أن رسول الله صلى الله عليه وآله وسلم كان يصلي وهو حاملٌ أُمَامَةَ بنتَ زينبَ بِنْتِ رسول الله صلى الله عليه وآله وسلم

Rasulullah SAW sedang shalat sambil memegang Ummamah binti Zainab, putri Rasulullah SAW".

Al-Hafiz Ibn Hajar dalam kitab Fathul Bari (1/592, Edisi Darul Ma'arif) menyatakan bahwa hadis ini dapat dijadikan dalil untuk memperbolehkan membawa anak-anak ke masjid.

Imam Ahmad, Abu Dawud, At-Tirmidzi, An-Nasa'i, Ibn Majah, Ibn Hibban, dan Al-Hakim meriwayatkan dari Buraidah RA, ia berkata: "Rasulullah SAW sedang memberikan khutbah, tiba-tiba Hasan dan Husain RA datang kepada beliau dengan baju merah, mereka berjalan dan tersandung. Kemudian, Rasulullah SAW turun dari mimbar dan menggendong keduanya, satu di pelukannya dan satu di pelukan yang lain. Kemudian beliau naik kembali ke atas mimbar dan bersabda: 'Sesungguhnya Allah berfirman:

«صدق الله: ﴿إِنَّمَا أَمْوَالُكُمْ وَأَوْلَادُكُمْ فِتْنَةٌ﴾ [التغابن: 15]؛ إني لَمَّا نَظَرْتُ إلى هذين الغلامين يَمْشيان ويَعثُران لم أصبر أن قطعت كلامي ونزلتُ إليهما».

"Sesungguhnya harta dan anak-anakmu adalah ujian" (QS. At-Taghabun: 15). Ketika saya melihat kedua anak kecil ini berjalan dan tersandung, saya tidak bisa menahan diri dan turun dari mimbar untuk mendekati mereka'".

Ini juga menunjukkan bahwa Rasulullah SAW memperbolehkan membawa anak-anak ke masjid dan bahkan beliau sendiri menggendong cucunya ketika sedang memberikan khutbah.

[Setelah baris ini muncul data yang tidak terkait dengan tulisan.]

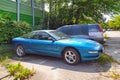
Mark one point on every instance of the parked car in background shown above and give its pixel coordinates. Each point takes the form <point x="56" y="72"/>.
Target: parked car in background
<point x="88" y="31"/>
<point x="58" y="44"/>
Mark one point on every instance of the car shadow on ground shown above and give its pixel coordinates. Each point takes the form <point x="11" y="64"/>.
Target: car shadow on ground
<point x="57" y="63"/>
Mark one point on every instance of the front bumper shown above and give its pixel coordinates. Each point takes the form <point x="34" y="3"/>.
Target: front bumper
<point x="86" y="56"/>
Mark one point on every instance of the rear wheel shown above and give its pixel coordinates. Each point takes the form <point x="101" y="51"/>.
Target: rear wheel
<point x="71" y="56"/>
<point x="20" y="51"/>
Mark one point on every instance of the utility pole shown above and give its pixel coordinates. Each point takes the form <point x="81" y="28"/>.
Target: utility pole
<point x="18" y="10"/>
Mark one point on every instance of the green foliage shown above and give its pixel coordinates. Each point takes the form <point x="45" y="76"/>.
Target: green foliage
<point x="20" y="72"/>
<point x="114" y="23"/>
<point x="10" y="29"/>
<point x="62" y="12"/>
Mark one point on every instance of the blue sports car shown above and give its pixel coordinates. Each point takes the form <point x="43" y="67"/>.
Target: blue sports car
<point x="58" y="44"/>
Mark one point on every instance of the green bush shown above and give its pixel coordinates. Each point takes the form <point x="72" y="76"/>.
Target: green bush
<point x="20" y="72"/>
<point x="10" y="29"/>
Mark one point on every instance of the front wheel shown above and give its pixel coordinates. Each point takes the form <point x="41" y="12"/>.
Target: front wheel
<point x="71" y="56"/>
<point x="20" y="51"/>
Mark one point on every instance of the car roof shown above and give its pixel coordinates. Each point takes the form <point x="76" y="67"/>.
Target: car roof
<point x="43" y="31"/>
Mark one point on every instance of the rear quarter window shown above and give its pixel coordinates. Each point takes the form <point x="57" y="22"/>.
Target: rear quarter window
<point x="80" y="30"/>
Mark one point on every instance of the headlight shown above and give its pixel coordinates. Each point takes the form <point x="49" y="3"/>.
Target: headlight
<point x="92" y="52"/>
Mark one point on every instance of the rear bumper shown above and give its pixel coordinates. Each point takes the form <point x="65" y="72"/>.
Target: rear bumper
<point x="100" y="40"/>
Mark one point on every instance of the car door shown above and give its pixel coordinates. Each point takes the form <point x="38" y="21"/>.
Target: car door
<point x="41" y="44"/>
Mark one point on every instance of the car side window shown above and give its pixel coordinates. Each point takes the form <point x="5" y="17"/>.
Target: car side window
<point x="41" y="36"/>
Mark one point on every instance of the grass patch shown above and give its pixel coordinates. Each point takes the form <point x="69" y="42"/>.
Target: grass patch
<point x="20" y="72"/>
<point x="105" y="59"/>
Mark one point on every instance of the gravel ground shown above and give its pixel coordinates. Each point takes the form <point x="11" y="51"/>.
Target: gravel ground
<point x="49" y="68"/>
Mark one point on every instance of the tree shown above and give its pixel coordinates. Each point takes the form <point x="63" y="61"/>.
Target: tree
<point x="81" y="11"/>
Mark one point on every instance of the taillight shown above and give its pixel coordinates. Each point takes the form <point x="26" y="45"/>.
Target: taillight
<point x="100" y="28"/>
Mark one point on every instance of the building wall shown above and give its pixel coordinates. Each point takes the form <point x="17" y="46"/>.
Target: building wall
<point x="9" y="7"/>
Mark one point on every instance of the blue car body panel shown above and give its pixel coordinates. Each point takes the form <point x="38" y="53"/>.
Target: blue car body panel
<point x="55" y="48"/>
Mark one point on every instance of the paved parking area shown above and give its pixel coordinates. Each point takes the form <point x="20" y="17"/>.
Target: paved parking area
<point x="50" y="68"/>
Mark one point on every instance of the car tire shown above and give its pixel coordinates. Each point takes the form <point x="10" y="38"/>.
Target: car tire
<point x="20" y="51"/>
<point x="71" y="56"/>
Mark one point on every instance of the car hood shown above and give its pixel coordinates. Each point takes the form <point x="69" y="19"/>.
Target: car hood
<point x="81" y="36"/>
<point x="81" y="42"/>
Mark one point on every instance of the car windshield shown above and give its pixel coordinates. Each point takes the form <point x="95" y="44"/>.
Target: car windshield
<point x="59" y="35"/>
<point x="28" y="35"/>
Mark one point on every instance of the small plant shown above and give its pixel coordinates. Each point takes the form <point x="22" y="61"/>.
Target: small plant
<point x="20" y="72"/>
<point x="114" y="75"/>
<point x="105" y="59"/>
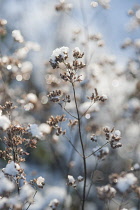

Dari kedua hadis ini dan hadis-hadis lainnya, para ulama mengambil kesimpulan bahwa memperbolehkan membawa anak-anak ke masjid, tetapi dikecualikan anak-anak yang tidak bisa mengendalikan diri dan selalu mengganggu meskipun sudah diingatkan. Namun, mereka harus diperlakukan dengan lembut dan kasih sayang. Dan Allah SWT lebih mengetahui.